Anybody else got any advice on those regulators I linked to, or others that are more suitable?

One thing I still don't understand is..if I buy a dual gauge regulator with needle valve, but keep the solenoid connected via co2 hose, then why won't the same thing with the bursting co2 hose just happen again? What's different?

Cheers
 
Gratts,
There's one thing you are missing in your assessment: A dual gauge regulator also means that it's a dual stage regulator. The unit you have now regulates the output pressure from zero PSI to the maximum pressure the cylinder has to offer. This means that as you continue to turn the yellow knob you are allowing higher and higher pressures into the tubing up to the limit of the pressure contained in cylinder. Depending on the cylinder, this can be as much as 750 to 1000 pounds per square inch (PSI). By comparison, the water pressure in your household tap is about 35-40 PSI. Your CO2 tubing is probably limited to something less than 150 PSI. The range of pressure you can release with that single yellow knob is so large that a very small rotation of that knob can change the output pressure a great deal and that is exactly what happened. A needle valve exerts an additional form of regulation in that it limits the output pressure to no more that about 100 PSI or so. One full turn (360 degrees) of a needle valve from it's fully closed position may allow only say, 10 or 20 PSI at the output whereas one full turn of your single stage yellow knob may release 500 PSI. Forget about whether you have a solenoid or not - this has no relevance to the output pressures from a multi stage regulator versus a single stage regulator.

Here is an example of a multistage regulator: http://cgi.ebay.com/CO2-Regulator-Elect ... m153.l1262

Can you see the two gauges? Look at the black numbers on the dial. Can you see that the first stage gauge on the left? It goes from zero to 150 (which is something like 2000 PSI), whereas the gauge on the right goes from zero to 10 (which is something like 150 PSI). In this regulator the solenoid is the black thing with the electrical cable and you can see that the solenoid is attached directly to the regulator. The advantage here is that there is less possibility of a leak.

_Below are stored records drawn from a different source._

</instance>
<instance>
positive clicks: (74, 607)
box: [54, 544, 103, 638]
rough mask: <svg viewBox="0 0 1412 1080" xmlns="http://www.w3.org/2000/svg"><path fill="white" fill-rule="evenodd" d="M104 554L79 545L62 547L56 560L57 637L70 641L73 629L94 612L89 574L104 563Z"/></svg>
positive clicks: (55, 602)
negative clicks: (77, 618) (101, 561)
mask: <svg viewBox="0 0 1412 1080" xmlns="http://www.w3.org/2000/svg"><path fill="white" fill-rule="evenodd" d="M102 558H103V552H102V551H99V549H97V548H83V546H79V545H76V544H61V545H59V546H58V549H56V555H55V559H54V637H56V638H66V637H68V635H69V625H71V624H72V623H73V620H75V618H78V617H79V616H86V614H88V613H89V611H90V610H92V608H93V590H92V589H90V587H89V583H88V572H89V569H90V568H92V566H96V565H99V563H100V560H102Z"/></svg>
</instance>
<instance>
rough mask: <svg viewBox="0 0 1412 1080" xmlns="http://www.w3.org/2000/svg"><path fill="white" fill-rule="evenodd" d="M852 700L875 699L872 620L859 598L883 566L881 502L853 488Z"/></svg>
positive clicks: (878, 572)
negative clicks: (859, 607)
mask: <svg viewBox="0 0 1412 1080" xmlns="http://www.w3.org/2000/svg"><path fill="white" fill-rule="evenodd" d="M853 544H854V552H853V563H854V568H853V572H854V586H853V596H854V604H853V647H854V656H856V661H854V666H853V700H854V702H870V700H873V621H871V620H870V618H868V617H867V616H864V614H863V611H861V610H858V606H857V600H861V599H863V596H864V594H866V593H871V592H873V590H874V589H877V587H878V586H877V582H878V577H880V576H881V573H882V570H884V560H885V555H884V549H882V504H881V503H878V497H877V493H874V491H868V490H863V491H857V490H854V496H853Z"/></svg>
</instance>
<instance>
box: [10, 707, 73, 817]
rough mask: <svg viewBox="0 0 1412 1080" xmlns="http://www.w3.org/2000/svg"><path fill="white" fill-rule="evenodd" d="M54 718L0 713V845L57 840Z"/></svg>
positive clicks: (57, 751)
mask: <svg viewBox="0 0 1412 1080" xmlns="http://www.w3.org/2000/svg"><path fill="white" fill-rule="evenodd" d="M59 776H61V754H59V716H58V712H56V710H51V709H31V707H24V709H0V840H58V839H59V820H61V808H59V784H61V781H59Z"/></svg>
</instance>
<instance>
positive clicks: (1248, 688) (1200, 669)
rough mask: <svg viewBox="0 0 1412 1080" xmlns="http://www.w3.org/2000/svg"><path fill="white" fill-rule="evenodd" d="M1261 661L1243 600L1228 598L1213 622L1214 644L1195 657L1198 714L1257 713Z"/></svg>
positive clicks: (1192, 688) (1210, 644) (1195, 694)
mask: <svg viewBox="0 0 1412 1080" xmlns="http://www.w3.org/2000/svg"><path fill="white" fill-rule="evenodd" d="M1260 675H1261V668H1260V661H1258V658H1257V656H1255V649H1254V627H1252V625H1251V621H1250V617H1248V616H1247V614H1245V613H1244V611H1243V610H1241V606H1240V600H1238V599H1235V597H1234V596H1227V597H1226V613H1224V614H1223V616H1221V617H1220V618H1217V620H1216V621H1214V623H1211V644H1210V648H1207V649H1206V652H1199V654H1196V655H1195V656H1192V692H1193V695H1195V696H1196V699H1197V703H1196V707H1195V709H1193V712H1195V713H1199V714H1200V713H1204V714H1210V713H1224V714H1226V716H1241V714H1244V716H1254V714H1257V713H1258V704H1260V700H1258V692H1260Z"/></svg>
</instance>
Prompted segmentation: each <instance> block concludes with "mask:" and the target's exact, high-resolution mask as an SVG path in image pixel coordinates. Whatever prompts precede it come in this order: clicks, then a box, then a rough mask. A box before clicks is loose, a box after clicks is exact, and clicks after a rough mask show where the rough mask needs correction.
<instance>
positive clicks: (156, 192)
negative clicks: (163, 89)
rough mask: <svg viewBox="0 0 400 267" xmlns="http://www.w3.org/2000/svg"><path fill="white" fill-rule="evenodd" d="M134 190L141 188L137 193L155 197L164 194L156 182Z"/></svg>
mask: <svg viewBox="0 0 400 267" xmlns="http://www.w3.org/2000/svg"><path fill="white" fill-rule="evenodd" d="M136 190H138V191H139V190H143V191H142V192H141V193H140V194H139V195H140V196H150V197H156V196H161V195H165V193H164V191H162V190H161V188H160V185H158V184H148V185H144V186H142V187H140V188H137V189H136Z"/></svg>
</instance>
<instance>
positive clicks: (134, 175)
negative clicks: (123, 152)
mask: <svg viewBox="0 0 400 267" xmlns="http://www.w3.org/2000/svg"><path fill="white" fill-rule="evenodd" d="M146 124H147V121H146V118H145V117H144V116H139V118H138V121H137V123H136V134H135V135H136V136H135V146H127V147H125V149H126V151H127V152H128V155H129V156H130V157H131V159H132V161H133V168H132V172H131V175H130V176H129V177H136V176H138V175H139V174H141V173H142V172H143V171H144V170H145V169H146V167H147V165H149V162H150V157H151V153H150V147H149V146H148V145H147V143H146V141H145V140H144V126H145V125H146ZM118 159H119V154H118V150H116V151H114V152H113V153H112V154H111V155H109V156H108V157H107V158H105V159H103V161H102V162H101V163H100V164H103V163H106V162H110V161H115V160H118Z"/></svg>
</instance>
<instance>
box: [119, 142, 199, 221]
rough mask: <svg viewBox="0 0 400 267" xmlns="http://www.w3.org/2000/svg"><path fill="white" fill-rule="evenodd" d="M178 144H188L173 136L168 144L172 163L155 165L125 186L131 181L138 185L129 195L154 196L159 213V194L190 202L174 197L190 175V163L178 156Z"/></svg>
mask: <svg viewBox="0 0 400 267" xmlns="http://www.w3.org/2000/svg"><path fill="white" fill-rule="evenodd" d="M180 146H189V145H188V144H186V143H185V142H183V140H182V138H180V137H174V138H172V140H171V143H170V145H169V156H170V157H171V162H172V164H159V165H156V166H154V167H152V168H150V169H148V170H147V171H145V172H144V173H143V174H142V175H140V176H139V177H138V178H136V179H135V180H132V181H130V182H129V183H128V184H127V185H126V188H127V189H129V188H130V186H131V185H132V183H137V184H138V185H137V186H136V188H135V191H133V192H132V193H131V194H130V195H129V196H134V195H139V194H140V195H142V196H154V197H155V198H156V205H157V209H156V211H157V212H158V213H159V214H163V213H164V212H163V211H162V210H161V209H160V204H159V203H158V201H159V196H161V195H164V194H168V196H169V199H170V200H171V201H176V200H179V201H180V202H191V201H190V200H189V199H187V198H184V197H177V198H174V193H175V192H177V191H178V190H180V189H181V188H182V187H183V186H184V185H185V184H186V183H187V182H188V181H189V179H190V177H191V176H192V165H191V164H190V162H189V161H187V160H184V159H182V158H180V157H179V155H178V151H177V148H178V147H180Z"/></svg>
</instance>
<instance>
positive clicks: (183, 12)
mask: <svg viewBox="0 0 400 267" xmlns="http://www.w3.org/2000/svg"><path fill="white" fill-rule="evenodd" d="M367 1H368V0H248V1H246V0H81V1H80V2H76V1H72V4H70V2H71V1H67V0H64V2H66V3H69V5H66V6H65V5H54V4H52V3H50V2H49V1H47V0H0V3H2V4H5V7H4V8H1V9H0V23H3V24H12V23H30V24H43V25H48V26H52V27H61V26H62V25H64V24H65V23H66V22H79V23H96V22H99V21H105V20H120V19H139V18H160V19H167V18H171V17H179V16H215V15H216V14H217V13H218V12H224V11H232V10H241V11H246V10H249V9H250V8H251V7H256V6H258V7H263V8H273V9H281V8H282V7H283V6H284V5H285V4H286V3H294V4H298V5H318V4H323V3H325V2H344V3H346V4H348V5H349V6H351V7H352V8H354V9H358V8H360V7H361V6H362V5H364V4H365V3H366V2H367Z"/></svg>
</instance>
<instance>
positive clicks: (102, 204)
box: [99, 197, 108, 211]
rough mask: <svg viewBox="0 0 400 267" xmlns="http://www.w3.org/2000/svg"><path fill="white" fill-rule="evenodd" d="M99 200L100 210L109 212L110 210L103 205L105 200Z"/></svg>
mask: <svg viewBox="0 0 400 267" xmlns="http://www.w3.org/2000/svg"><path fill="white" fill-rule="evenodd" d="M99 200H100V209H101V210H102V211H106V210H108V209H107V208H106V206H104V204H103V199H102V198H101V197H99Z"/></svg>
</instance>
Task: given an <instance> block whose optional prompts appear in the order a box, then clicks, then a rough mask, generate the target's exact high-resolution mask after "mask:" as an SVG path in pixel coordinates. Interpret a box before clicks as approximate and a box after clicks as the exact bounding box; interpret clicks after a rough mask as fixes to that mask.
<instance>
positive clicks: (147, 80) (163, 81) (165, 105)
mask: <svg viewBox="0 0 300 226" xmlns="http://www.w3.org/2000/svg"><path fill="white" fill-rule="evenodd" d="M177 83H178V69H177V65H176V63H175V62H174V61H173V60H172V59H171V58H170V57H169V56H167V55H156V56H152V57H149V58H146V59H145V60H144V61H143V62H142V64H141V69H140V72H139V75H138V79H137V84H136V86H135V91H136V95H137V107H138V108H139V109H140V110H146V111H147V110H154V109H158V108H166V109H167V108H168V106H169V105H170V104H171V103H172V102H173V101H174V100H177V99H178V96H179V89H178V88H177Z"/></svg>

You can have the solenoid separated by a tube but all that means is that there are two more places for leaks to develop (either end of the tube).

This is a relatively inexpensive regulator and works quite well even though it comes from Malaysia. £39 plus shipping will get you a good system and all you will need to do is to get a USA-to-UK adapter so that you can plug it in.

Hope this clarifies.

Cheers,
 
Just to add it may be that when we were buying regulators the solenoids were not included and it was mainly due to the leaks at the connection point when people were connecting them to the regulator that we did ours inline. I guess now they are coming ready attached this problem is negated.